Upon his retirement in 1991, Zygmunt Kaminski, teacher at the high school in Sokolow Podlaski and collector of antiques, gave his school a part of his collection, which included a certain parts of the Torah (five first books of the Bible). The Torah was placed in a special library shelf. It is unknown when Mr. Kaminski became an owner of this scroll. Only at the end of last year, during the renovation of the library, did the treasure come to light. The director of the high school, Marcin Celinski, saw at first glance that it was a part of the Torah and decided to seek further consultation. Two weeks ago, Dr. Eleonora Bergman, from the Jewish Historical Institute in Warsaw, confirmed that it is part of the Torah written in a very rare kind of calligraphy, which needs further study.
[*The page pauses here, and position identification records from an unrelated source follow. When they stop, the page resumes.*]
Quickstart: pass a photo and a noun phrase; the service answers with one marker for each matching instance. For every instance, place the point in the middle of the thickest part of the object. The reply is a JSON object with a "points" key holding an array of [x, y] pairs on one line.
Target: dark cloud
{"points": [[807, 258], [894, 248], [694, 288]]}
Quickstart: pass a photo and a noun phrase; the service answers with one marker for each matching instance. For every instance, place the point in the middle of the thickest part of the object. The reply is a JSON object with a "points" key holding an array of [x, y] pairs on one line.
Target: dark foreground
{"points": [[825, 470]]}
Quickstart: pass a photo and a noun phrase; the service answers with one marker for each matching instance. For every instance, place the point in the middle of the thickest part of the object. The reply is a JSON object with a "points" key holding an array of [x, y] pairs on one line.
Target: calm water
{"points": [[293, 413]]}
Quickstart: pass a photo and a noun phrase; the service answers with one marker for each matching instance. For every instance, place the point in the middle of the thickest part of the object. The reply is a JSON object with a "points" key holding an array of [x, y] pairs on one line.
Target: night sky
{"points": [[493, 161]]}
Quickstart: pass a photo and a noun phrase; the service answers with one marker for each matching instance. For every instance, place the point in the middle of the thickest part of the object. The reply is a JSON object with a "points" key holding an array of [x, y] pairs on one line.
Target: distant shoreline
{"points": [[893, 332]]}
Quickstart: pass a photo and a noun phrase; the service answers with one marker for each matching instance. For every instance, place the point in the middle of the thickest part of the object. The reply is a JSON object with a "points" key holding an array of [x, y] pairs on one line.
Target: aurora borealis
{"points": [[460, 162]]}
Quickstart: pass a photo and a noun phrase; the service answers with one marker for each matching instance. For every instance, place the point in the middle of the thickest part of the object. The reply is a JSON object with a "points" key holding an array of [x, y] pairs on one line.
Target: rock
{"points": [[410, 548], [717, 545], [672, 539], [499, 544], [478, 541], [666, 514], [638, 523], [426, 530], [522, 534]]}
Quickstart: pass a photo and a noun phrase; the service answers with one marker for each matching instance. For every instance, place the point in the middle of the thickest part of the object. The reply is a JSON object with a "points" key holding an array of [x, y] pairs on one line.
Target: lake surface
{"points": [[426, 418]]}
After a program on Radio Maria about the Chapel of Remembrance, where – like in Yad Vashem – the names of the Poles who saved the Jews will be on the wall, Fr. Paweł Rytel-Andrianik, Oxford graduate, professor of Scripture at the Pontifical University of the Holy Cross in Rome, was asked to consult the Torah. He concluded that this scroll contains a part of the book of Genesis (Gen 1:1-28,6). Moreover, he proposed to consider the question as to whether this is a Torah that was used in the local synagogue in Sokolow Podlaski. If this is so, as some circumstances suggest, it is most probably the Torah studied by (or owned by) Rabbi Yitzchak Zelig Morgenstern (1866-1939), who comes from one of the most famous rabbinic dynasties (that of Kotzk). His direct ancestor was Rabbi Menachem Mendel Morgenstern, known in the world as a founder of the Kotzk Hasidic movement.
This unique Torah is a world class treasure for the Jewish culture and religion. At the same time it has an educational scope, as a witness of the centuries of Jewish and Polish friendly coexistence in Poland. And this scroll was preserved thanks to some courageous Poles, who wanted to preserve a masterpiece of Jewish history.